The baby octopuses were introduced to a new food source: baby crayfish. The crayfish were hatched and raised in the lab and the octopuses readily hunted and consumed them.
Some of the octopuses seem to know when it is feeding time, indicated through their behavior. They gravitate towards the top of their containers in anticipation of the coming meal. It is hard to determine if any are developing personalities but certain individuals show more explorative behavior than others that prefer to hide. This is especially apparent during feeding and when the lights are first flipped on in the room.
The octopuses seem to be growing in size and appear to be more eagerly pursuing or hunting their live prey. They are now accepting blood worms, guppy and clownfish fry. We currently have 17 individuals separated into their own containers, while many more individuals share the remaining space in the aquarium.
We attempted to feed the some of the growing young thawed frozen-shrimp for the first time only to have it rejected by each individual. This is consistent with the behavior exhibited by baby octopuses of other species: they only go after live prey. Also, one of the young octopus passed away from unknown causes. When placed under the microscope, the octopus' chromatophores were still active and responsive to light and touch.
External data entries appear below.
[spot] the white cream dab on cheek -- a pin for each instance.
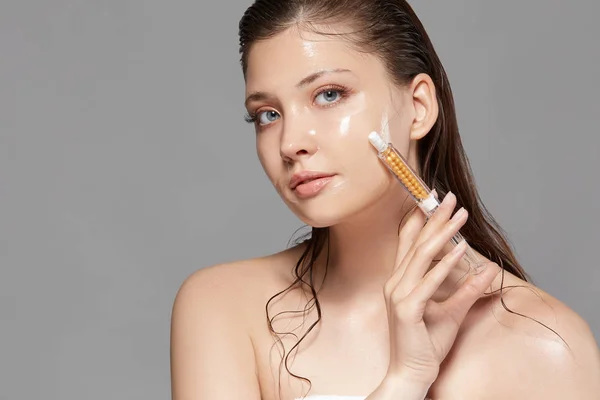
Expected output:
(385, 128)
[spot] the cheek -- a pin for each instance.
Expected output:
(268, 154)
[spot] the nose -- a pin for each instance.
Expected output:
(297, 142)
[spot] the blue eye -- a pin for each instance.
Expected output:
(266, 117)
(329, 96)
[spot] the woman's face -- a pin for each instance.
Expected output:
(315, 100)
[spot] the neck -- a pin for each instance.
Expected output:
(362, 252)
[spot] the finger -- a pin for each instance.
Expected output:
(459, 304)
(408, 234)
(417, 229)
(425, 252)
(434, 278)
(440, 216)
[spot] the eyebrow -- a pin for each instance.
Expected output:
(259, 96)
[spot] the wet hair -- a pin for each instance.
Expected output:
(389, 30)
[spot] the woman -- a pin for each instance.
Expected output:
(375, 304)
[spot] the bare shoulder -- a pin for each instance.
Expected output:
(233, 286)
(531, 345)
(213, 316)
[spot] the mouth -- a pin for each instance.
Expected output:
(304, 178)
(308, 184)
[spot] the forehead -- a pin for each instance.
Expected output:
(291, 55)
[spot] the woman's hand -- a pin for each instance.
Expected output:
(422, 331)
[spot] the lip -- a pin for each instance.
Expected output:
(301, 177)
(306, 184)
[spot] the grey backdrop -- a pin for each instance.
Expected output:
(115, 185)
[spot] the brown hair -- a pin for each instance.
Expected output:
(390, 30)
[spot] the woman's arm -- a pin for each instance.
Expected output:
(212, 357)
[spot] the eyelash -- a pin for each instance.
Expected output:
(252, 118)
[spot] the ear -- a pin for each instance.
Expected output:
(425, 106)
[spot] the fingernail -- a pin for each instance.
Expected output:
(459, 214)
(459, 247)
(449, 196)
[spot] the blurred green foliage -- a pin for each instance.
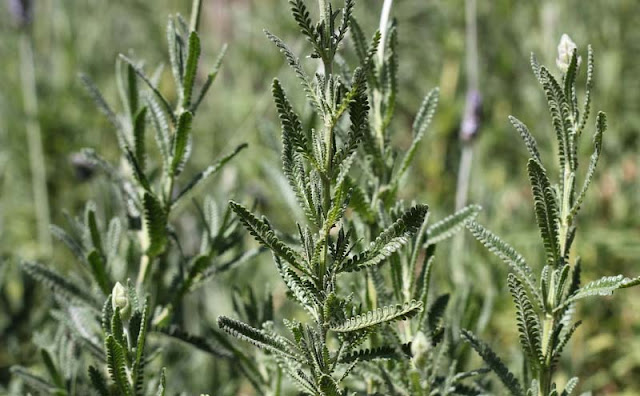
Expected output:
(85, 36)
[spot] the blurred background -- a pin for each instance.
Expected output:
(41, 54)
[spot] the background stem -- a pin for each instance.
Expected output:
(34, 141)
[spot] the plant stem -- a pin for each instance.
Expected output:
(465, 166)
(377, 95)
(34, 141)
(196, 10)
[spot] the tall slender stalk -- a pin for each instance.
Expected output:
(34, 140)
(468, 130)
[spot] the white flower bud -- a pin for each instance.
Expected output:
(419, 349)
(565, 51)
(120, 299)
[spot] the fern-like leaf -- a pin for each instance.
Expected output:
(380, 352)
(181, 142)
(198, 342)
(529, 140)
(420, 124)
(294, 62)
(165, 104)
(98, 382)
(450, 225)
(263, 233)
(508, 255)
(546, 208)
(193, 54)
(601, 126)
(604, 286)
(528, 321)
(155, 219)
(381, 315)
(390, 240)
(494, 363)
(257, 337)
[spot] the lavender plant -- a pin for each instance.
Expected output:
(350, 164)
(105, 319)
(545, 305)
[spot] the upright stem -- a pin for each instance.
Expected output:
(464, 169)
(323, 11)
(377, 95)
(196, 10)
(34, 141)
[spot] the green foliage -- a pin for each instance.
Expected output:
(545, 328)
(112, 342)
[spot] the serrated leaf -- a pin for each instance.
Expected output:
(263, 233)
(508, 255)
(546, 209)
(116, 363)
(450, 225)
(259, 338)
(420, 125)
(175, 58)
(494, 363)
(165, 104)
(163, 383)
(379, 352)
(193, 54)
(294, 62)
(601, 126)
(156, 223)
(140, 342)
(381, 315)
(604, 286)
(529, 140)
(390, 240)
(528, 322)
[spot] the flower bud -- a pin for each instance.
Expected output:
(420, 349)
(565, 51)
(120, 299)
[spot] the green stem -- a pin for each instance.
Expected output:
(34, 140)
(196, 10)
The mother O. bimaculoides (Jamel) was found deceased with 9 infertile or undeveloped eggs remaining behind in the abalone shell used for brooding. Up until now, she has been with us for approximately 5 months.
The baby octopuses were given live guppy fry that were bred and raised. Highlighted throughout the video, the young octopus displays a hunting and ambush style behavior until they catch and consume the guppy fry.
After days of unsuccessful attempts, the octopus fry that hatched on April 1st have accepted live blood worms as a food source.
Hordes of young O. bimaculoides fry have begun to hatch and continue to dominate the tank. It is apparent when they hatch as they squirt a yet of ink the moment they escape their egg capsules.
The first of several hundreds of baby O. bimaculoides have finally hatched out of their egg capsules. The second they hatch, the baby larvae squirt ink and dash to any piece of rock or shell for shelter. Overall, approximately a dozen have hatched. They appear to be very active and display an interesting behavior: raising their two front tentacles towards any approaching figure, possibly as a warning sign. If the intruder does not back off, the baby octopus squirts ink and jets off.